Infatti facilmente sfugge quello che accade a chi come noi comincia con il gestire squadre di bambini dei primi calci o dei pulcini dove la prerogativa è che giochino e si divertano, mentre quello che si acquisisce nel gestirli è un bagaglio personale che rimane, che non sparisce, perché quando allenerai un ragazzo adolescente saprai capire meglio da dove viene, da quale ambiente, quali esperienze e soprattutto quale carattere ha, proprio perché hai conosciuto prima la fase da “bambino”.
Certo, non è facile, anzi, molto difficile, non c’è niente di già scritto o certo, tutto cambia con talmente tanti parametri che ogni esperienza è diversa dall’altra ed è qui che si tempra l’Allenatore o Educatore Sportivo.
Molti sono soddisfatti del mondo dei piccoli e piace talmente tanto che non vedono la necessità di cambiare, salire di categoria, preferendo rimanere nel mondo dove forse sono tutti più sani (tranne i genitori, ma qui dovrei aprire una parentesi … che non apro).

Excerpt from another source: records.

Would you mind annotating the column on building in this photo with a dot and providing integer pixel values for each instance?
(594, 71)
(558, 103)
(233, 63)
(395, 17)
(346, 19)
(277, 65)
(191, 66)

A quelli come me però l’agonismo, la voglia di crescere, di migliorarsi, non passa dopo aver appeso le scarpette al chiodo e se si è innamorati del rettangolo verde, del creare un gruppo, del gestirlo e di coordinarlo per vincere, la Scuola Calcio sta un po’ stretta.
Una delle strade percorribili è proprio quella che concedono alcune società, dando la possibilità di formarsi dai piccoli fino a farti arrivare all’agonistica. Percorso che ipoteticamente potrebbe aprire la strada verso orizzonti sempre più di livello.
Questo secondo me comporta tuttavia il “fossilizzarsi” e rimanere sempre nella stessa realtà, la stessa società e lo stesso ambiente, rimanendo quasi ingabbiato e limitando la propria esperienza.
Nel momento in cui crescendo si tenta di cambiare, viene nuovamente proposto di ripartire dai piccoli perché le società desiderano conoscerti meglio, ma un anno, due, tre, trascorrono e ti ritrovi dov’eri prima.
Forse mancano le occasioni, le conoscenze, i cosiddetti “agganci” e magari per molti mancano anche le competenze, ci mancherebbe, d’altra parte non bisogna mai sentirsi arrivati o superiori agli altri e bisogna saper accettare anche di non essere all’altezza, ma … le opportunità?
Trovo disagio ad affrontare l’argomento perché potrebbe sembrare un tipo di lamentela che sinceramente infastidisce anche me, quindi sorvolo.
Tuttavia il lavoro svolto e l’impegno anche nel formarsi (spesso a spese proprie) per essere più competenti e diventare più bravi, sono fondamentali ma anche poco considerate.
Quindi, essere Allenatore ai giorni nostri non è facile o meglio non è facile diventarlo e ancor meno dimostrarlo, ma siamo cresciuti sul campo, lottando per un pallone che per me ha sempre rappresentato la vita. Combattere quindi per crescere e diventare un allenatore da competizione credete che faccia paura? Non fa paura a nessuno di noi, anche perché il pallone non ci ha mai spaventati, anzi, se mai è linfa vitale che ci spinge ogni giorno.